Я вступил во вторительную.
– Бежи-ка, Мирон Петрович, за пирогом поскорее, – приказала супруга. – Они вот выкушают у меня еще третью, да уж тогда и закусят.
– Ха-ха-ха-ха! – радуясь изобретательности своей половины, раскатился Мирон Петрович и стремглав бросился за пирогом, с которым через секунду и стал передо мной, как лист перед травой.
– Ну-ко-сь! Всю, всю, всю! – подталкивала мою руку гостеприимная хозяйка и, таким образом, помогала ей опрокинуть в горло третью рюмку. – Всю, всю, всю! Нечего на кудри-то оставлять. Вы и так у нас кудрявы. Ну вот, так-то лучше! Теперь и в компанию милости просим, гостек дорогой!
– Так-то лучше! – подсмеивался тоже и Мирон Петров. – А то захотел дом без Троицы строить…
Та ласка, с которой ввалили в меня сразу три громадных рюмки померанцевой водки, принудила мой организм с каким-то особенным удовольствием смотреть на все окружавшее меня. Теплота и комнаты, и влитого в меня спирта разлилась по всему моему телу и, расположивши глаза мои к самому розовому созерцанию, поминутно вызывала на мои губы нежнейшие улыбки. Сознавая, так сказать, милую неуклюжесть этих улыбок, я в одно и то же время и старался спугивать их с моих губ, и сердился на себя, зачем спугиваю, конечно, с отличной основательностью рассуждая при этом на следующей глубокомысленный манере:
«К чему тут сдерживаться? Это мир не такой!.. Все здесь так беззлобно, так просто… Веселятся люди эти редко, да зато от души…»

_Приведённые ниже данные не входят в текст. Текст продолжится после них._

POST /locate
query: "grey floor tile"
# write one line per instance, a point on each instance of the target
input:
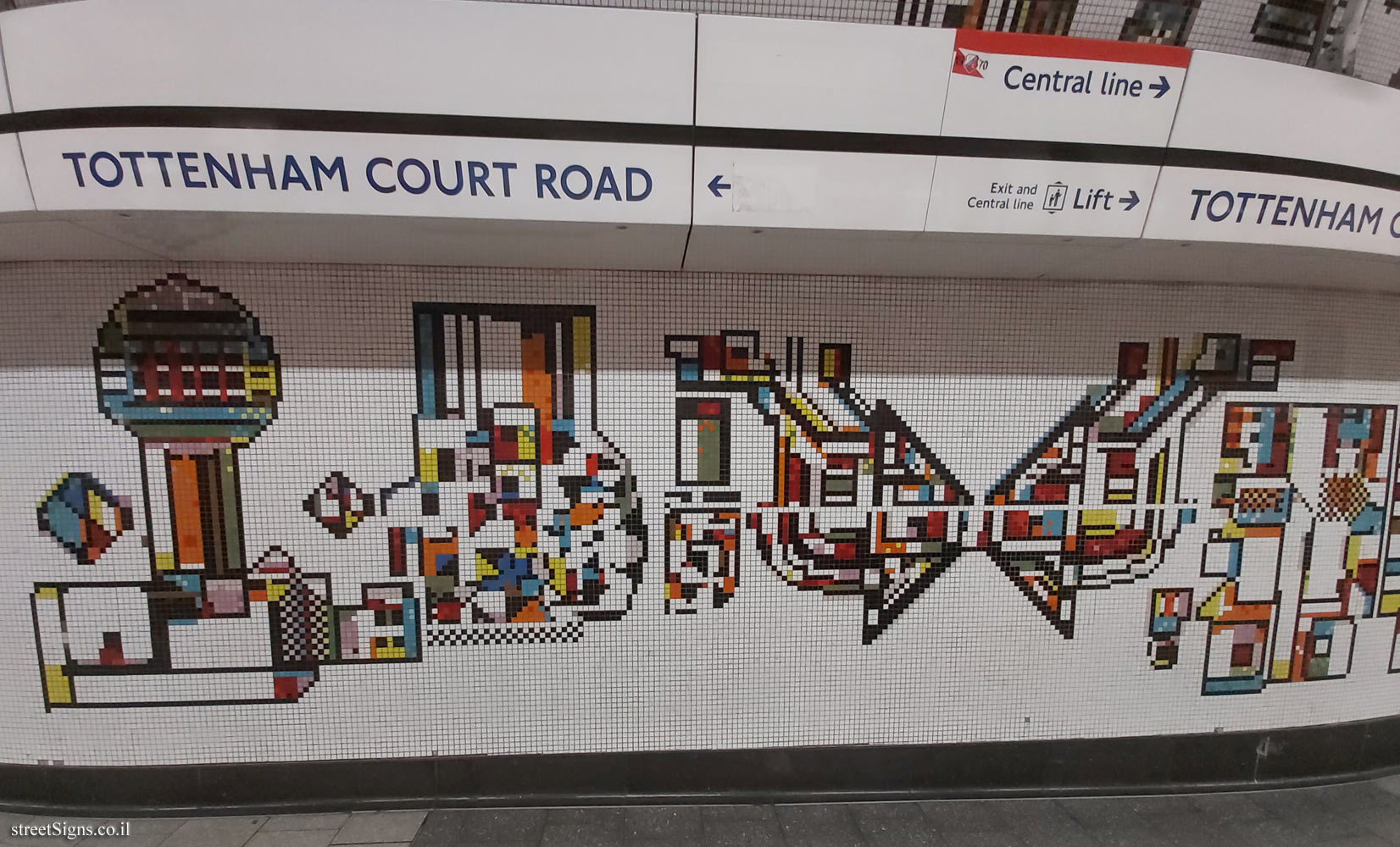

Улыбка, нежнейшая паче только что согнанной мной, снова, алым розаном, расцветала на губах; а хозяйка, как бы отгадывая мои молчаливые думы, уже стояла передо мной со своим фатальным подносом, на котором, вместе с дымящимся чаем, блестела и новая рюмка.
– У нас просто, – отвечала в лад мне угостительница. – Кушайте-ка… И когда я протянул было руку к тому углу подноса, на котором стоял чайный стакан, она грациозно повернула подносом, и рука моя вместо чая схватилась за рюмку.
– Перед чайком-то! Прошу покорно.
– Ну-ко-сь, Ну-ко-сь! – по своему обыкновению, торопливо подсказывал хозяин. – Ну-ко, ну-ко! Вот и я с вами для компании…
– Тебе-то не довольно ли будет? – спрашивала хозяйка, повертывая перед сожителем своим подносом таким манером, что рюмка, как молния, мелькала только перед носом сожителя, а в руки ему, как привидение, не давалась.
Эти супружеские эволюции производили в гостях наиприятнейшего качества дружественный хохот.
– Ха-ха-ха! Хи-хи! Хэ-э-э! – раздавалось в разных углах комнаты сдержанное грохотанье, покрываемое несколько насмешливыми трубными возгласами прачки-Петра, выкрикивавшего свое обыкновенное: тру-ру-ро-ри-дри!
– Ну, будет уж тебе! – ласково упрашивал хозяин. – Совсем ты меня ноне, девка, измучила.
– Ну, бери, да смотри ты у меня!.. Это последняя.
– Дело! – плутовски подмигнул хозяин. – Последняя у попа жена. Так ли я говорю, Иван Петрович?
– Так! – согласился я, стоя с рюмкой в руках. Хозяин чокнулся со мной, и мы выпили; а прачка-Петруха, точно как бы нарочно для сей цели нанятый трубач, оттрубил это выражение нашей дружбы сугубо варьированным маршем.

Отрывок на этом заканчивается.